Столыпин знал о его гипнотических приемах, знал и о том, что на многих они действуют…
Чтоб не дать возможность «старцу» рассесться в креслах, он вышел навстречу и насмешливо выдержал его нацеленный, действительно гипнотизирующий взгляд.
– Что, не получается, Григорий?
– Ничего, получится, Бог даст…
– …или черт?
– Не все ль едино?
– Не все. Пред Богом я склоняю голову, чертям указываю дорогу к порогу. Не старайтесь меня гипнотизировать. Не на того напали. И не пляшите перед министром внутренних дел! Я ведь могу приказать сейчас же надеть на вас наручники!
– На меня, человече?..
Столыпин видел, что продолжать беседу не стоит.
– Слушай, ты, распутный мужик! Может, без одной минуты уже каторжник!
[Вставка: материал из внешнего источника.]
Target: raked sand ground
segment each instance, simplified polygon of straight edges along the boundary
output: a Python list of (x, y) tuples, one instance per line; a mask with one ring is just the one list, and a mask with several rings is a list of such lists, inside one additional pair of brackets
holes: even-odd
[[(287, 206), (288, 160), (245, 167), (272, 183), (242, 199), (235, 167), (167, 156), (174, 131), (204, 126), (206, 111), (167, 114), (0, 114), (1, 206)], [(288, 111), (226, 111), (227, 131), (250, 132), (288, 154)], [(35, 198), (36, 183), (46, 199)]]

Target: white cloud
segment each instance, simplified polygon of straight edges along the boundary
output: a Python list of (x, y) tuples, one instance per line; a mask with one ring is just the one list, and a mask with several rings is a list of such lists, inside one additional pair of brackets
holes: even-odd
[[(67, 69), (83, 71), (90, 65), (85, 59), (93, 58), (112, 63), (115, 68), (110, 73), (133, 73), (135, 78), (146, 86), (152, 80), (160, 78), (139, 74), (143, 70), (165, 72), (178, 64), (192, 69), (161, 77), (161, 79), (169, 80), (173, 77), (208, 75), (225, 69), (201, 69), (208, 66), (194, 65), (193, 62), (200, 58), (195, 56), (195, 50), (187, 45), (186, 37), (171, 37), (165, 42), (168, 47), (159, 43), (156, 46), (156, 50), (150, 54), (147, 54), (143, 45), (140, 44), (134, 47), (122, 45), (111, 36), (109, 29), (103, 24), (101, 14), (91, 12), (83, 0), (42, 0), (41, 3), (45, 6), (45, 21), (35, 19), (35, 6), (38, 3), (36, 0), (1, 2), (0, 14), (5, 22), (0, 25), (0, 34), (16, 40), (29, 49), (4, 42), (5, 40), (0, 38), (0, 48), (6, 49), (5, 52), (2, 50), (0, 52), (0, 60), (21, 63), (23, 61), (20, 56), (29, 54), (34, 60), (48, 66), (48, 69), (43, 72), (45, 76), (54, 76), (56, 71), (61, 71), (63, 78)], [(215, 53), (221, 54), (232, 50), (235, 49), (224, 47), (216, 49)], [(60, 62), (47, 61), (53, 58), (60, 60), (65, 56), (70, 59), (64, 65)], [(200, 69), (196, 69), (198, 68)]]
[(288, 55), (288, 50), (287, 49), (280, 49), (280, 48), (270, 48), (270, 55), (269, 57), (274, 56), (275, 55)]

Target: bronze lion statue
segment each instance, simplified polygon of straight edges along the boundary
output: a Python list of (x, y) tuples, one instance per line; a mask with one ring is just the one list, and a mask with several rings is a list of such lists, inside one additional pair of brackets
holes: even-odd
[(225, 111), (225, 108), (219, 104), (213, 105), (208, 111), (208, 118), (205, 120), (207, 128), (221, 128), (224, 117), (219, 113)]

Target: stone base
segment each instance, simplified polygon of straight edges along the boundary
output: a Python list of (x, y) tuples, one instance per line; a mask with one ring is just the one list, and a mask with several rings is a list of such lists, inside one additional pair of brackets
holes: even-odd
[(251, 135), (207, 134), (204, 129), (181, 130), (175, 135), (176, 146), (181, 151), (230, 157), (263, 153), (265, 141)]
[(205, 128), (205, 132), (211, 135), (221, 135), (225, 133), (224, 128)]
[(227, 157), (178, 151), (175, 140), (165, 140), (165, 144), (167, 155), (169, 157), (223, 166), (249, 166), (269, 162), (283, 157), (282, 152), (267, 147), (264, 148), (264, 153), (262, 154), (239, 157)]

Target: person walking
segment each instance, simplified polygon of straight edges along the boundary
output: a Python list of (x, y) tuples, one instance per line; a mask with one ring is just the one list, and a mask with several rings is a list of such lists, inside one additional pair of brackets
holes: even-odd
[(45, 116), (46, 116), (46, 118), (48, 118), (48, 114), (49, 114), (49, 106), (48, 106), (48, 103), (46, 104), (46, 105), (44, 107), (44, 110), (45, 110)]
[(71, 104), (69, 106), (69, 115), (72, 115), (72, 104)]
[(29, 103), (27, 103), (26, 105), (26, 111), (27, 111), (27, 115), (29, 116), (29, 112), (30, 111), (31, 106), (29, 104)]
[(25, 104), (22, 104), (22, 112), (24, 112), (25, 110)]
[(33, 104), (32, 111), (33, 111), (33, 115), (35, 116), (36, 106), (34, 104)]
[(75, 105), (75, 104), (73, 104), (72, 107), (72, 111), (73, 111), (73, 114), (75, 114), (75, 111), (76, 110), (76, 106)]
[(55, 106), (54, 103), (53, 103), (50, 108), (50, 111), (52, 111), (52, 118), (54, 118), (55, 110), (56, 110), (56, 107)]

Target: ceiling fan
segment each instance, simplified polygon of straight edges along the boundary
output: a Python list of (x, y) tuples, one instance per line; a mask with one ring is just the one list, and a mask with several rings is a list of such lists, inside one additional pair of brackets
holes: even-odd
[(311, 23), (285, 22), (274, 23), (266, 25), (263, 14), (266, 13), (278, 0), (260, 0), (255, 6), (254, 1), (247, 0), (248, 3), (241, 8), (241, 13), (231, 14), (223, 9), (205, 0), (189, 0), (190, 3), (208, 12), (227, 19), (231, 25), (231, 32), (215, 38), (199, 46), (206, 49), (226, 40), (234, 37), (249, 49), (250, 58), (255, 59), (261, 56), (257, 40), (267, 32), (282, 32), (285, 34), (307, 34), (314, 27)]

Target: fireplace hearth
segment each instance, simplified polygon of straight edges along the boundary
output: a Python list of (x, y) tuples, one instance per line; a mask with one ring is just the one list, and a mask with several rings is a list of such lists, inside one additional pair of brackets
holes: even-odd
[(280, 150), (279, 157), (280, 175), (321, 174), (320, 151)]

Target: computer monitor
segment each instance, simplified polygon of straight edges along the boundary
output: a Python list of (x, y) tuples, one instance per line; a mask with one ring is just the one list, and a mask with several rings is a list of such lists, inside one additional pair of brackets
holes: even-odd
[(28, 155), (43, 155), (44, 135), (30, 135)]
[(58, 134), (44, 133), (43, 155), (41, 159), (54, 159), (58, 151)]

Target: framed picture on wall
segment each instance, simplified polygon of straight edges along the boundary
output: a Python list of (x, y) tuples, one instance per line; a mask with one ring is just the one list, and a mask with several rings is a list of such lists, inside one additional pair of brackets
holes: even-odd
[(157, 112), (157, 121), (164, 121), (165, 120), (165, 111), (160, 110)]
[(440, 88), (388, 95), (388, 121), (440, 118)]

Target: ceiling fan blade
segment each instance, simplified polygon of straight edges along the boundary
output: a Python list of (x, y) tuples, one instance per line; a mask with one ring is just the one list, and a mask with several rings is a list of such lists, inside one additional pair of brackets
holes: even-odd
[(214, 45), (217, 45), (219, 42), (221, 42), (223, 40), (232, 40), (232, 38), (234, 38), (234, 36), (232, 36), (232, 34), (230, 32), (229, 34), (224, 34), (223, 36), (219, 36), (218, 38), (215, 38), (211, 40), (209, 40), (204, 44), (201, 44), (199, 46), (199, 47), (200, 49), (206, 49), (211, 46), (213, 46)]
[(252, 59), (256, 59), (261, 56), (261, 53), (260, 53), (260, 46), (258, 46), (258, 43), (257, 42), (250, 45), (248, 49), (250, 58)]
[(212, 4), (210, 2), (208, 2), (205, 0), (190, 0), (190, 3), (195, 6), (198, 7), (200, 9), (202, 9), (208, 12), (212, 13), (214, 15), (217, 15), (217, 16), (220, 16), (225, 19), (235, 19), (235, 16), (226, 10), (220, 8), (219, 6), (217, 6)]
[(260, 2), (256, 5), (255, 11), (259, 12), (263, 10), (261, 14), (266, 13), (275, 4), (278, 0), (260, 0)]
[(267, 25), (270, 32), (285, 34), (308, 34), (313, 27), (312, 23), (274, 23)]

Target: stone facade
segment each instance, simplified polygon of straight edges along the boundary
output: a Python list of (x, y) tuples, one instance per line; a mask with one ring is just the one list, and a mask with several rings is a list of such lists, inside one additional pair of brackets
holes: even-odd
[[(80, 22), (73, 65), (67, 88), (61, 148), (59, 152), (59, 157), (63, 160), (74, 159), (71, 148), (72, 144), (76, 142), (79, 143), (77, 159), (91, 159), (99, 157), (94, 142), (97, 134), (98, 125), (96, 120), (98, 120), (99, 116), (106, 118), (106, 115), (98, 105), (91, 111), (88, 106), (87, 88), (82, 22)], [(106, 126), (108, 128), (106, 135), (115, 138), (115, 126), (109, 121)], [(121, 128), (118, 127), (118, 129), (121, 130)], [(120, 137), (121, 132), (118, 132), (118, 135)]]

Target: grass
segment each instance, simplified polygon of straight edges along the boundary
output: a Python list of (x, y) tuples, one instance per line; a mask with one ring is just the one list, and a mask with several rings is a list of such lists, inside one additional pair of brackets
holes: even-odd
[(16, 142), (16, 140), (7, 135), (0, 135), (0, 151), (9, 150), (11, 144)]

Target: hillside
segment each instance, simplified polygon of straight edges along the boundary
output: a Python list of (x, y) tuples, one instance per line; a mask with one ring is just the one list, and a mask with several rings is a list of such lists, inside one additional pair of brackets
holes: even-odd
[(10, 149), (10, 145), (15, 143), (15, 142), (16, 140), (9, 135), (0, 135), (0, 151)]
Распутин перестал приплясывать и размахивать руками.
– Слушай, что я скажу…
Вечером, в пересказе, под горькие смешки уже отставленного от дел министра Извольского, это выглядело так:
– Теперь я верю, что он имеет силу гипноза. Думал, россказни! Нет. Он бегал по мне своими белесыми глазами. Какие-то загадочные изречения из Священного Писания талдычил. Бесконечными словесами подавлял волю. Как-то необычно пред моим лицом водил руками. Но я чувствовал, что во мне пробуждается непреодолимое отвращение к этой гадине. Стоим друг перед другом, я его даже присесть не приглашаю. Но понимаю, что он на меня производит довольно сильное моральное влияние. Преодолев себя, прикрикнул на него:
«Если не перестанешь паясничать, я прикажу надеть на тебя наручники!» А он: «На меня, человече?..»
– Наглость неслыханная! Гипноз, гипноз, несомненно. С ним нельзя беседовать: или подчиняться его воле, или бить ему морду. Признаюсь, был недалек от того, чтобы угостить попросту. Но остановился: не много ли чести? И говорю:
«Ты у меня в руках. Даже царь-государь не поможет. У меня на руках такие данные, что я тебя в прах сотру, раздавлю, как гадину! Предам суду по всей строгости законов о сектантах. Но даю тебе выход: немедленно, покинув Петербург, вернись в свое село и больше здесь не появляйся. Мои люди проводят тебя до вокзала и проследят по крайней мере до Урала. Не вздумай шутить, мерзавец! Не вздумай бегать, как раньше. Или в свое село – или в самую темную камеру Петропавловки! А теперь – вон. Недреманное око! – это я уже полковнику, который находился в соседней комнате. – Все слышал? Организуй. Прикажи своим людям, чтоб хорошо проводили».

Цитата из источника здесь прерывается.